TONYA MOSLEY, HOST:
This is FRESH AIR. Jazz pianist Bud Powell was born Sept. 27, 1924. Jazz historian Kevin Whitehead, says Powell's life was often a nightmare. He was shy and withdrawn, even before getting severely beaten by Philadelphia Transit Police in 1945. After that, he was in and out of mental health facilities for years and frequently treated with shock therapy. Folks who looked after him didn't always do right by him. But Kevin says Bud Powell's music is a different story. More than anyone, he set the style for jazz piano after World War II.
(SOUNDBITE OF BUD POWELL'S "DANCE OF THE INFIDELS")
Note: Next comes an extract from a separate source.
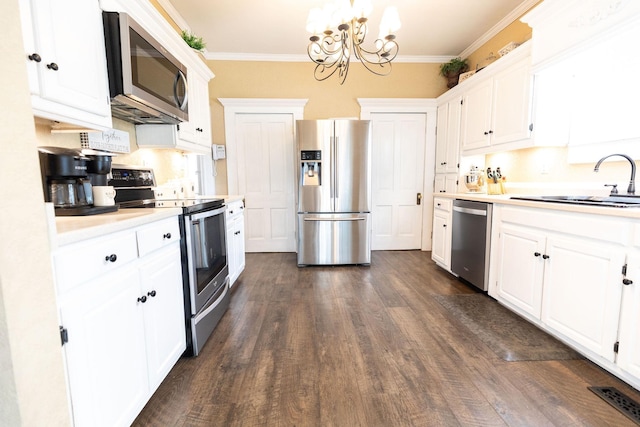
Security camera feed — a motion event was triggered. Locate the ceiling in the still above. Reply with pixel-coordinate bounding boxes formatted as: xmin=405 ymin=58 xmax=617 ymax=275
xmin=159 ymin=0 xmax=539 ymax=62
KEVIN WHITEHEAD, BYLINE: Bud Powell live at New York's Birdland, 1953. In a way, all improvising is autobiographical, revealing a player's history, training, tastes and strengths. So we look to improvisers' lives to illuminate their art. But with Bud Powell, there's often a striking disconnect between the hectic life and orderly improvising. Some Bud watchers focus on the gloom. Like other pianists, he absentmindedly sang along with his right hand in solidarity with his instrument. But when Bud did it, some folks wonder, was that singing along, a cry of pain? It can sound more like laughter.
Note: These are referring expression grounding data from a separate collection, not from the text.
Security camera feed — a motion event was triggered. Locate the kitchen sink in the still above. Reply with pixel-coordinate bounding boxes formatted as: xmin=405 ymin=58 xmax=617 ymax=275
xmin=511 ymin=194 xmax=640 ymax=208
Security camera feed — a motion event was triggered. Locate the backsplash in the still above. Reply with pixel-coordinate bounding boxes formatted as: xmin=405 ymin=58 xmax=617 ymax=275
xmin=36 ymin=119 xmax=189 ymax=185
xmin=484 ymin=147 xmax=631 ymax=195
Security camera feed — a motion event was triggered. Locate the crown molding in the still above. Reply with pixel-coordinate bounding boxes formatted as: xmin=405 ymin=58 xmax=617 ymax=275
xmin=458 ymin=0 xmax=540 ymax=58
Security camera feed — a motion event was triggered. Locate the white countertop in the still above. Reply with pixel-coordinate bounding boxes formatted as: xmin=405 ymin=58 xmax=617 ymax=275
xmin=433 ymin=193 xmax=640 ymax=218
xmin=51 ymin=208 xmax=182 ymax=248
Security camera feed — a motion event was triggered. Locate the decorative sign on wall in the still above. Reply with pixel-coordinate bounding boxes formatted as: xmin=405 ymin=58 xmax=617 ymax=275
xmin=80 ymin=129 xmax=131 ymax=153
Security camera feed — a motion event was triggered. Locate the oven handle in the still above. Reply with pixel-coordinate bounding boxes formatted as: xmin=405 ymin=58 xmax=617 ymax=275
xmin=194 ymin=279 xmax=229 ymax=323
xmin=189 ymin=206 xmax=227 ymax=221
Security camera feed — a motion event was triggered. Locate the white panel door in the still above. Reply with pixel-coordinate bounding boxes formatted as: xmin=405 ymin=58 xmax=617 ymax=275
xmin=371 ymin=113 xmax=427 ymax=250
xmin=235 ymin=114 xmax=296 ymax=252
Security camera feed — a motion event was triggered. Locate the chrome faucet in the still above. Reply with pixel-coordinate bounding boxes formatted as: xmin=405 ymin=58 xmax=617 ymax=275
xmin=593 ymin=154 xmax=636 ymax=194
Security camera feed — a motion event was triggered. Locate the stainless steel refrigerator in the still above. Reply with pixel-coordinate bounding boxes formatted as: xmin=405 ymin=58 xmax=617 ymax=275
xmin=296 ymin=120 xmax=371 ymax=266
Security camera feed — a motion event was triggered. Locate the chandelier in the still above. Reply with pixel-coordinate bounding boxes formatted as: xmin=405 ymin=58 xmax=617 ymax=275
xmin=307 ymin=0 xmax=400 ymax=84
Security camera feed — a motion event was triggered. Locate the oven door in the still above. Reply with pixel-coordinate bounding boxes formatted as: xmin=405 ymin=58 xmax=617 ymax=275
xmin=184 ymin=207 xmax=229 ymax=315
(SOUNDBITE OF BUD POWELL'S "BLUE PEARL")
WHITEHEAD: Encouraged by fellow pianist, Thelonious Monk, Bud Powell came up in the mid-1940s, a split second behind the bebop pioneers who were revolutionizing jazz, rhythm and harmony, complicating everything. First among revolutionaries was saxophonist Charlie Parker, with his quicksilver timing, offbeat phrasing and right-sounding wrong notes.
(SOUNDBITE OF CHARLIE PARKER'S "BUZZY")
WHITEHEAD: Parker's solo language, his whole feeling, was hugely influential. All of a sudden, trombonists, drummers, pianists - they all aimed a phrase with Charlie Parker's speed and elegance, Bud Powell included.
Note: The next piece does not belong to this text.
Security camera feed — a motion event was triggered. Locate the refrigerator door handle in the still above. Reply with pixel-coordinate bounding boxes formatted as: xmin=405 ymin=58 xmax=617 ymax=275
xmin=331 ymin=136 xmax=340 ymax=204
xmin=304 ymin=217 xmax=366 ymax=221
(SOUNDBITE OF CHARLIE PARKER'S "BUZZY")
WHITEHEAD: Bud Powell couldn't really be a Charlie Parker copycat since he didn't play a horn. A well-trained pianist with technique to burn, Bud sat up straight on the bench, not even glancing at the keys. While his right hand sang like a bird, his grunting or murmuring left hand went its own way. Earlier jazz pianists played busy bass patterns that drove the music's rhythm. Think of boogie-woogie. Bud Powell helped establish a new, more fragmented, punctuating role for left hand, a little revolution in itself. Rhythmic dialogue between hands propels the beat.
(SOUNDBITE OF BUD POWELL TRIO'S "BUD'S BUBBLE")
WHITEHEAD: Bebop drum virtuoso Max Roach, whose own centennial was in January. That's 1947's "Bud's Bubble," one of several Powell titles, alluding to his withdrawn nature, which did leave some audible traces on his music. Bud liked his minor keys, and the repetitions embedded in his 1953 composition "Glass Enclosure" do convey a boxed-in feeling.
(SOUNDBITE OF BUD POWELL'S "GLASS ENCLOSURE")
WHITEHEAD: Bud Powell's live and recorded work was inconsistent during and after the years he was in and out of mental health facilities. Sometimes he was released just in time to fulfill a nightclub engagement, and sometimes people assumed that to be true when it wasn't. Five later years he spent in Paris were memorialized in the 1986 movie "Round Midnight," about an expat American jazz man who arrives in rough shape and barely hangs on. But on the last album Powell made before heading to Paris, 1958's "The Scene Changes," he plays with clear authority and few missteps. This is "Crossin' The Channel."
(SOUNDBITE OF BUD POWELL'S "CROSSIN' THE CHANNEL")
WHITEHEAD: That last episode, where both hands played the same line in octaves, was a retort to older pianists who accused him of having a weak left hand. On the same date, Bud Powell cut the pointedly lighthearted tune "Borderick," which he'd improvised one night to amuse his 3-year-old son. A seldom discussed tune at odds with the tragic Bud stereotype, it reminds us Bud Powell's music contained light and joy, as well as dark clouds. Call it a triumph of exuberance over bleak experience.
(SOUNDBITE OF BUD POWELL'S "BORDERICK")
MOSLEY: Kevin Whitehead is the author of "Play The Way You Feel: The Essential Guide To Jazz Stories On Film," "Why Jazz?" and "New Dutch Swing," which has just been reissued. This is FRESH AIR.